De overgangspremie VPL maakt geen onderdeel uit van de WNT-bezoldiging van topfunctionarissen als deze zelf niet voldoen aan de criteria voor vervroegde uittreding en – nu en in de toekomst – geen aanspraak kunnen maken op uitkeringen in het kader van de overgangsregeling voor werknemers die vroeger onder de Ingroei-VUT-regeling van het pensioenfonds voor de woningcorporaties vielen.

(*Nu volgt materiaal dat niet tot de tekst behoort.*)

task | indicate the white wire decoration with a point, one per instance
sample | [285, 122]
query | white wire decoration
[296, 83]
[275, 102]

Dit bepaalde de rechtbank Midden-Nederland in een uitspraak van 13 augustus jl. Hierbij ging het om een gezamenlijke procedure van de RvC en de bestuurder. De corporatie stelde de procedure in naar aanleiding van de toezichtbrief van de Autoriteit woningcorporaties (Aw) waarin de Aw aangaf dat de overgangspremie VPL, op grond van de Uitvoeringsregeling WNT, wel meegenomen had moeten worden in de berekening van de WNT-bezoldiging van de bestuurder. Omdat hierdoor het WNT-maximum zou worden overschreden was in de opvatting van de Aw sprake van onverschuldigde betaling.
De uitspraak van de rechtbank vindt u hier.
De VTW en NVBW zullen in gesprek gaan met het ministerie van BZK over de gevolgen van deze rechtelijke uitspraak en zullen u uiteraard op de hoogte houden hiervan.